By continuously executing all conceivable analyses on all combinations of data dimensions, DataSite uses brute force to generate automatic insights. This enhances the analyst’s awareness of the data in the data exploration process by both choosing best practice analysis methods as well as eliminating the need for the human to perform costly calculations. The computer-generated insights are presented through a user interface element called the feed view, which streams continuously updating results from computational analyses, akin to social media feed such as on Twitter or Facebook. Each result is accompanied by a visualization that highlights the result in the context of the data items. This leads to an analytical workflow that mixes the best of human and machine intelligence.
Better Insights and User Engagement through Proactive Insights
We evaluated our approach in DataSite through two user studies of open-ended visual exploration. In these studies, we compared DataSite to manual visualization (Polestar) and visualization recommendation (Voyager 2), respectively. In DataSite, we focused on standard automated analyses such as computation of statistical measures for mean, variance, and frequency of items, and standard data science methods for clustering, regression, correlation, and dimension reduction. The task for studies is the same: exploratory analysis of unknown data (also called “open-ended task”). We used 2 tools with 2 datasets (one dataset on each tool interface). Participants started with one tool and dataset, and then moved to the second interface. They were asked to explore the dataset “as much as possible” within a given time of 20 minutes and were encouraged to speak out aloud their thinking process and insights. Three major benefits of DataSite emerged from this study:
- Broader coverage: DataSite shows 30% increase in data field attribute coverage compared with Polestar.

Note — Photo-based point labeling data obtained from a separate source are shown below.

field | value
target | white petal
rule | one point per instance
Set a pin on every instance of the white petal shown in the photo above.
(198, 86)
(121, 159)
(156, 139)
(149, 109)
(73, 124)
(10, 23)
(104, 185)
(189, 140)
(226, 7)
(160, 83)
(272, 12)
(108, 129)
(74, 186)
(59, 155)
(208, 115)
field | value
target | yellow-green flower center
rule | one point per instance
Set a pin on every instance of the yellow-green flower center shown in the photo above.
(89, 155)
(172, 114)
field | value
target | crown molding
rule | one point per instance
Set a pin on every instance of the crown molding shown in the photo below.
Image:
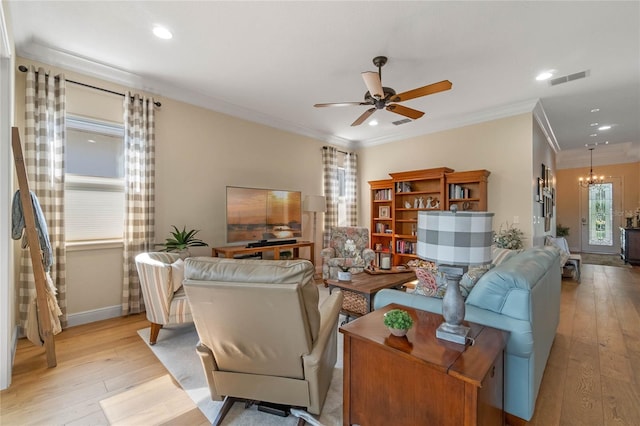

There are more multi-attribute charts (encoding two or more data attributes) that participants viewed and interacted with using DataSite than Polestar. When compared with Voyager 2, DataSite has comparable data field attribute coverage but provided more meaningful charts.
- More time spent on charts: Most participants spent at least 25% of their time on exploring the feed itself. All participants felt that the feed is useful for analysis and provides guidance of “where to look” in the data.
- Better subjective ratings: People rated DataSite more efficient and comprehensive than Polestar and Voyager 2.
The Future of Proactive Analytics
DataSite can be seen as a canonical visual analytics system in that it blends automatic computations with manual visual exploration. We regard it as the first step towards a fully proactive visualization system involving explicit human feedback in the loop, such as tasks people are doing, data attributes people care about, and advanced analysis people want to dive into. Besides, inferential statistics and user behavior based recommendations can also be integrated to provide user-guided recommendations of insights. A truly intelligent visual analysis system would leverage possible feedback from user and computational power from the computer to present easily understanding and interpretable insights.